A separate SARS-CoV-2 spike protein can cause lung damage

Using newly developed mouse models of acute lung damage, the researchers found that exposure to SARS-CoV-2 spike protein alone was enough to induce symptoms similar to COVID-19, including severe inflammation of the lungs. SARS-CoV-2 is the virus that causes COVID-19, which is covered with tiny spike proteins. These proteins bind to receptors on our cells, initiating a process in which the virus releases its genetic material into healthy cells.

Using newly developed mouse models, the researchers found that exposure to SARS-CoV-2 spike protein alone was enough to induce symptoms similar to COVID-19, including severe inflammation of the lungs. The lung tissue of healthy mice is pictured on the left and the lung tissue of mice exposed to spike proteins on the right.

Source: Pavel Soropov, Old Dominion University

“Our results suggest that even without a complete virus, SARS-CoV2 spike protein can cause lung damage,” said Dr. Pavel Solopov, an assistant professor of research at Frank Reidy Center for Bioelectronics at Old Dominion University. “This previously unknown mechanism can cause symptoms before a large number of virus replication occurs.”

Soropov presented the new study April 27-30 at the 2021 meeting of the Virtual Experimental Biology (EB) annual meeting of the American Society of Pharmacology and Experimental Therapy.

Studying SARS-CoV-2 can be challenging because experiments involving complete viruses require a Biosafety Level 3 laboratory. To overcome this obstacle, the researchers created a new model of acute lung damage that uses genetically modified mice to express SARS-CoV-2 human receptors in their lungs.
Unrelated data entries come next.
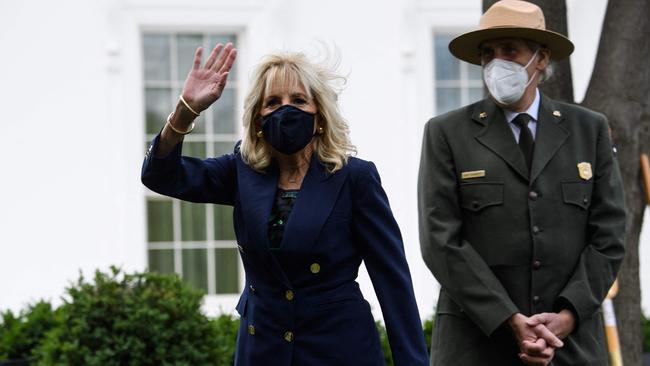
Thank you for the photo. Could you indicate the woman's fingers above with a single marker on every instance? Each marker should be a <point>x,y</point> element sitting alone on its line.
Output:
<point>197,58</point>
<point>213,56</point>
<point>230,59</point>
<point>221,60</point>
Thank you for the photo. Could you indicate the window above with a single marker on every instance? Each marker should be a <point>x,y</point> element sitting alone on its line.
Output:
<point>457,83</point>
<point>196,241</point>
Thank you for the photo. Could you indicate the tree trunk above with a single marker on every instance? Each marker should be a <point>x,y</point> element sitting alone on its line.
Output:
<point>620,88</point>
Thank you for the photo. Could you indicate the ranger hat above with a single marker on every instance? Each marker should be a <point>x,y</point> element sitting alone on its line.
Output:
<point>510,19</point>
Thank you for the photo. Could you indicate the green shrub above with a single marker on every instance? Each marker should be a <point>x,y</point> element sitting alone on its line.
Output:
<point>427,327</point>
<point>135,319</point>
<point>21,334</point>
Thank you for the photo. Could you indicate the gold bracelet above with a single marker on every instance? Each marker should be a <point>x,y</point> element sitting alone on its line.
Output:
<point>188,106</point>
<point>169,122</point>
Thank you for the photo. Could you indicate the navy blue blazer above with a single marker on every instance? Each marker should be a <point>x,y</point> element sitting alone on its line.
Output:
<point>305,307</point>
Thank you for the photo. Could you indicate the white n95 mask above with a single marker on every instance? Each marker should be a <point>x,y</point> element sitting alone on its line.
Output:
<point>507,80</point>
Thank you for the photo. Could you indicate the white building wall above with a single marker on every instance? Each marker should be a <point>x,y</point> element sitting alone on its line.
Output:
<point>73,116</point>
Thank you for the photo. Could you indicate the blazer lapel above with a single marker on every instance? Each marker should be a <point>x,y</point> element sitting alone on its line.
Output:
<point>497,136</point>
<point>257,193</point>
<point>549,138</point>
<point>313,205</point>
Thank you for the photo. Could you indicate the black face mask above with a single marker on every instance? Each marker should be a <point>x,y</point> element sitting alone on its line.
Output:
<point>288,129</point>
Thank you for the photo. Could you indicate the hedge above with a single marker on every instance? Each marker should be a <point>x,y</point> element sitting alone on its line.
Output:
<point>135,319</point>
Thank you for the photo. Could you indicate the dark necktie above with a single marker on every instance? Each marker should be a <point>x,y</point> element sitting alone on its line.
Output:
<point>526,142</point>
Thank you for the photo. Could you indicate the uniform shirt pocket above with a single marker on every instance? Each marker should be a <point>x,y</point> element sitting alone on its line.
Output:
<point>577,193</point>
<point>477,196</point>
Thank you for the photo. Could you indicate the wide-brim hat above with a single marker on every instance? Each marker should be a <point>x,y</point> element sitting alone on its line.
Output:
<point>510,19</point>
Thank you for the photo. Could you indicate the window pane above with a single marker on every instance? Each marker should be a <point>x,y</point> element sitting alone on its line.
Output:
<point>156,57</point>
<point>224,112</point>
<point>475,94</point>
<point>474,72</point>
<point>186,47</point>
<point>447,99</point>
<point>223,226</point>
<point>194,149</point>
<point>161,260</point>
<point>193,221</point>
<point>227,272</point>
<point>157,108</point>
<point>447,66</point>
<point>159,220</point>
<point>223,148</point>
<point>213,40</point>
<point>195,268</point>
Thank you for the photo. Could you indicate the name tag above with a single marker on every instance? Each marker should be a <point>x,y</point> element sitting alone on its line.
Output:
<point>472,174</point>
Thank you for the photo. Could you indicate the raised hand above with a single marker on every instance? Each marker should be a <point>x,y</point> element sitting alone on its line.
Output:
<point>204,86</point>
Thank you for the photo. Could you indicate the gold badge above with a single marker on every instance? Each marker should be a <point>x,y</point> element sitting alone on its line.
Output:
<point>472,174</point>
<point>584,169</point>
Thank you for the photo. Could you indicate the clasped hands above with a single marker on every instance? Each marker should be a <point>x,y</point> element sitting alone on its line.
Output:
<point>539,335</point>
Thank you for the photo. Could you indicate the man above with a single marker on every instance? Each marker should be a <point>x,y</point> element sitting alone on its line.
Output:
<point>521,208</point>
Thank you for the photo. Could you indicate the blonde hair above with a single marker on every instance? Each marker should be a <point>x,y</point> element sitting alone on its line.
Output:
<point>333,146</point>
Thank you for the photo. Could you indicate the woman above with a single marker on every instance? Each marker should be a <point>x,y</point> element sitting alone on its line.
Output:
<point>305,215</point>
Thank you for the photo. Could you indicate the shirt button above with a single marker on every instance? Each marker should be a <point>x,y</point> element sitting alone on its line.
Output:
<point>288,336</point>
<point>288,295</point>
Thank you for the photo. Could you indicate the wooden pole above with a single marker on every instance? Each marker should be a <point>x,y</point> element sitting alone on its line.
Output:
<point>645,172</point>
<point>611,331</point>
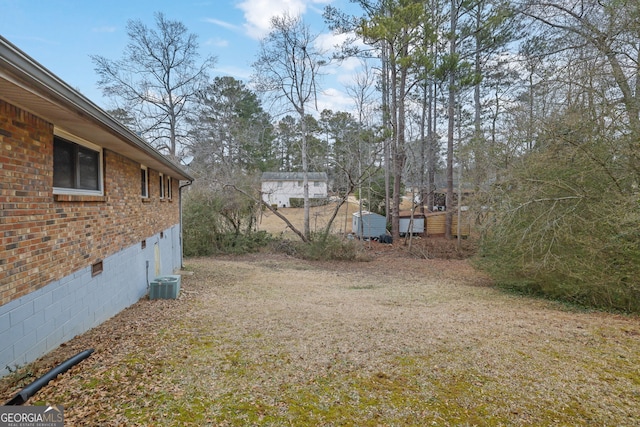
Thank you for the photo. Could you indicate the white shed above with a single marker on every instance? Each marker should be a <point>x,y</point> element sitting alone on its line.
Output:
<point>278,188</point>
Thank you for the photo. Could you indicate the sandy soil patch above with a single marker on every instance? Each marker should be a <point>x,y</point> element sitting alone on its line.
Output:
<point>272,340</point>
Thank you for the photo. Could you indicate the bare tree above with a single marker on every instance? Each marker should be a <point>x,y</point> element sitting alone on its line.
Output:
<point>287,66</point>
<point>156,80</point>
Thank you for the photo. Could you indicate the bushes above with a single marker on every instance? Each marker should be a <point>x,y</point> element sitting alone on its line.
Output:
<point>566,226</point>
<point>321,248</point>
<point>210,226</point>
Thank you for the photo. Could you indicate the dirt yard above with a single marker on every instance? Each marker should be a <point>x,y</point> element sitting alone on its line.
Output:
<point>272,340</point>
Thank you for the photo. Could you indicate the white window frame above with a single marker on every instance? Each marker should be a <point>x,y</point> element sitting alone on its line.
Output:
<point>78,191</point>
<point>146,181</point>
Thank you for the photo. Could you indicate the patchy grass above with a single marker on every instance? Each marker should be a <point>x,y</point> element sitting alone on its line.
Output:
<point>272,340</point>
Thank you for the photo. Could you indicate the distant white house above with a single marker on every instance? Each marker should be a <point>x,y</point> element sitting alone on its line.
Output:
<point>278,188</point>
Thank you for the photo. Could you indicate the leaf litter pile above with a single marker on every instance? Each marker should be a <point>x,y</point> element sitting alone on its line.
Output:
<point>272,340</point>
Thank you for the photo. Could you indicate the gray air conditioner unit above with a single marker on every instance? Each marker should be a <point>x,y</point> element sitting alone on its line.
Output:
<point>165,287</point>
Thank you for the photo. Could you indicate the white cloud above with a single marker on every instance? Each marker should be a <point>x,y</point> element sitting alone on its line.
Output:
<point>237,72</point>
<point>222,24</point>
<point>217,42</point>
<point>258,13</point>
<point>334,99</point>
<point>105,29</point>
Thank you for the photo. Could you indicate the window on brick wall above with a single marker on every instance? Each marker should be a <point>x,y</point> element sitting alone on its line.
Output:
<point>77,168</point>
<point>144,181</point>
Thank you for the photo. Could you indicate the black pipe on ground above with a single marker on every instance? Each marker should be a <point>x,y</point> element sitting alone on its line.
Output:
<point>35,386</point>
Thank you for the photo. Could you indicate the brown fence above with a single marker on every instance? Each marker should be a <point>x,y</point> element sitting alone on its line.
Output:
<point>436,222</point>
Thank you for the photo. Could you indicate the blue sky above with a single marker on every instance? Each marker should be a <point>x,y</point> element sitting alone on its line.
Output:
<point>62,34</point>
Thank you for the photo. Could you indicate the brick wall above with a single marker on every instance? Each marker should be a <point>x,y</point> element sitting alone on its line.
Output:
<point>43,237</point>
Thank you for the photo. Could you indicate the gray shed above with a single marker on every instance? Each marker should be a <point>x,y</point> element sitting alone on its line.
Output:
<point>369,225</point>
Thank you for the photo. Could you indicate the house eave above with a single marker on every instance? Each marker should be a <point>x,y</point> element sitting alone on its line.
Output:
<point>28,85</point>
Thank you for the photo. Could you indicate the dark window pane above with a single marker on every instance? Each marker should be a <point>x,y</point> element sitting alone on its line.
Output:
<point>63,164</point>
<point>75,166</point>
<point>89,169</point>
<point>143,182</point>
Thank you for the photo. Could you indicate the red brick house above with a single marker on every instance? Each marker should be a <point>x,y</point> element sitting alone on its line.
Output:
<point>89,212</point>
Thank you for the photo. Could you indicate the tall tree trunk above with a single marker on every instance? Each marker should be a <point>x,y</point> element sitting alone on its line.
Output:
<point>305,173</point>
<point>451,123</point>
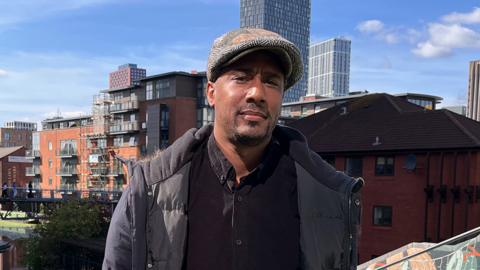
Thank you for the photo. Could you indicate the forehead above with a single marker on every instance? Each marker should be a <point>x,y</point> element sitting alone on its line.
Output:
<point>259,59</point>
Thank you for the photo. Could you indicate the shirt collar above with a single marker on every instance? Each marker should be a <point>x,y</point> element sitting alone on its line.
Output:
<point>222,166</point>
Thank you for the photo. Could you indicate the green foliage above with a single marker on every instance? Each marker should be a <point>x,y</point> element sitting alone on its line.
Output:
<point>74,219</point>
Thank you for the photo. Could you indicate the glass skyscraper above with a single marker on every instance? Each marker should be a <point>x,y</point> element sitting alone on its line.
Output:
<point>290,19</point>
<point>329,74</point>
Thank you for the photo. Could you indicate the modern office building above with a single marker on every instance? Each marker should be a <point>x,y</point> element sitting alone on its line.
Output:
<point>329,68</point>
<point>126,75</point>
<point>420,167</point>
<point>21,125</point>
<point>290,19</point>
<point>473,106</point>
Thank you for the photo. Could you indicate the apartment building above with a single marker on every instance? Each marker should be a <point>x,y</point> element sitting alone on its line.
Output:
<point>420,168</point>
<point>72,154</point>
<point>11,137</point>
<point>21,125</point>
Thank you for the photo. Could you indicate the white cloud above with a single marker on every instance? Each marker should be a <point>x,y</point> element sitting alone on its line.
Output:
<point>444,38</point>
<point>19,11</point>
<point>371,26</point>
<point>427,49</point>
<point>463,18</point>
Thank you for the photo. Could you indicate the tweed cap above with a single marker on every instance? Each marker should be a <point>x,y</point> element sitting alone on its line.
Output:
<point>237,43</point>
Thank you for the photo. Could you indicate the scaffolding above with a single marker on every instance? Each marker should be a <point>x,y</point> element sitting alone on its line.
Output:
<point>94,152</point>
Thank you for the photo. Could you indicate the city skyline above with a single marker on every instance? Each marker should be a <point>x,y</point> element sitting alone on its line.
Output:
<point>57,59</point>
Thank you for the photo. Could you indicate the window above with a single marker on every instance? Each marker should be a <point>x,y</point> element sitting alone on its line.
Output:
<point>353,166</point>
<point>162,88</point>
<point>149,91</point>
<point>330,160</point>
<point>118,140</point>
<point>132,140</point>
<point>385,166</point>
<point>382,216</point>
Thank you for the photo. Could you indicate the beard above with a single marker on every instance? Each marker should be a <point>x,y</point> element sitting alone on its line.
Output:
<point>250,137</point>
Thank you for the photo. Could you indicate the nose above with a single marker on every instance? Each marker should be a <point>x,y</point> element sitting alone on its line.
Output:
<point>256,91</point>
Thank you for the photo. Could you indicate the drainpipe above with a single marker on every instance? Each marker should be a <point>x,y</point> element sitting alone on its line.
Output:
<point>468,186</point>
<point>454,189</point>
<point>440,197</point>
<point>426,197</point>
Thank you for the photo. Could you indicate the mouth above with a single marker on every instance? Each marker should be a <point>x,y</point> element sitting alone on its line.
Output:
<point>251,115</point>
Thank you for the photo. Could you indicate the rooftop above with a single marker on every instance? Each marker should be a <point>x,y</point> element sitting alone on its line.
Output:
<point>5,151</point>
<point>201,73</point>
<point>398,124</point>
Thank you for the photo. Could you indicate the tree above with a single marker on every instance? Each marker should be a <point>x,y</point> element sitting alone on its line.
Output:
<point>80,218</point>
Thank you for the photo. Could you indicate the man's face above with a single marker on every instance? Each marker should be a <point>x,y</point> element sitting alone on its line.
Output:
<point>247,97</point>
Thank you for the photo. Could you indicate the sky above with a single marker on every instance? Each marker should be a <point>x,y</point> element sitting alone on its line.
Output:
<point>56,54</point>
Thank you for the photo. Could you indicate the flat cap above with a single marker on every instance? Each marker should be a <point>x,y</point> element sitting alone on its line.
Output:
<point>237,43</point>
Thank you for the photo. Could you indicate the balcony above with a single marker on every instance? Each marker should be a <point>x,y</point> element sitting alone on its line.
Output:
<point>100,151</point>
<point>32,154</point>
<point>67,171</point>
<point>98,170</point>
<point>115,171</point>
<point>129,106</point>
<point>123,128</point>
<point>32,171</point>
<point>66,152</point>
<point>68,188</point>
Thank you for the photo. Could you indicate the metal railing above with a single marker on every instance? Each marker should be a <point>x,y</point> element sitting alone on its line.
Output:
<point>123,127</point>
<point>458,252</point>
<point>66,170</point>
<point>66,152</point>
<point>32,153</point>
<point>124,106</point>
<point>30,171</point>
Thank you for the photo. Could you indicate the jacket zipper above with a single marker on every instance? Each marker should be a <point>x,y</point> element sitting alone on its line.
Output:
<point>349,246</point>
“Our mouse model greatly reduces the risk of doing this type of research by allowing COVID-19 lung damage to be studied without the use of complete live viruses,” Soropov said. “This will increase and enrich the ability to conduct COVID-19 research. Our model may also be useful for studying other coronaviruses. ”

The researchers injected genetically modified mice with a spiked protein and analyzed their responses after 72 hours. The other group of mice received only physiological saline as a control.

The researchers found that genetically modified mice injected with spike protein exhibited COVID-19-like symptoms, including severe inflammation, white blood cells pouring into the lungs, and evidence of cytokine storms, an immune response in which the body begins to attack its cells and tissues, not just against the virus. Mice that received only physiological saline remained normal.

“These findings suggest that genetically modified mice, along with only one spike protein, could be used to study SARS-CoV-2 lung damage,” Soropov said. “We can use this tool to better understand how to spike proteins cause lung symptoms, even in the absence of a complete virus, so that we can use this to develop new targets and drugs to treat COVID-19.”

The researchers plan to continue this research route, using new mouse models to study the effectiveness of several drugs in reducing acute lung damage and the severity of COVID-19.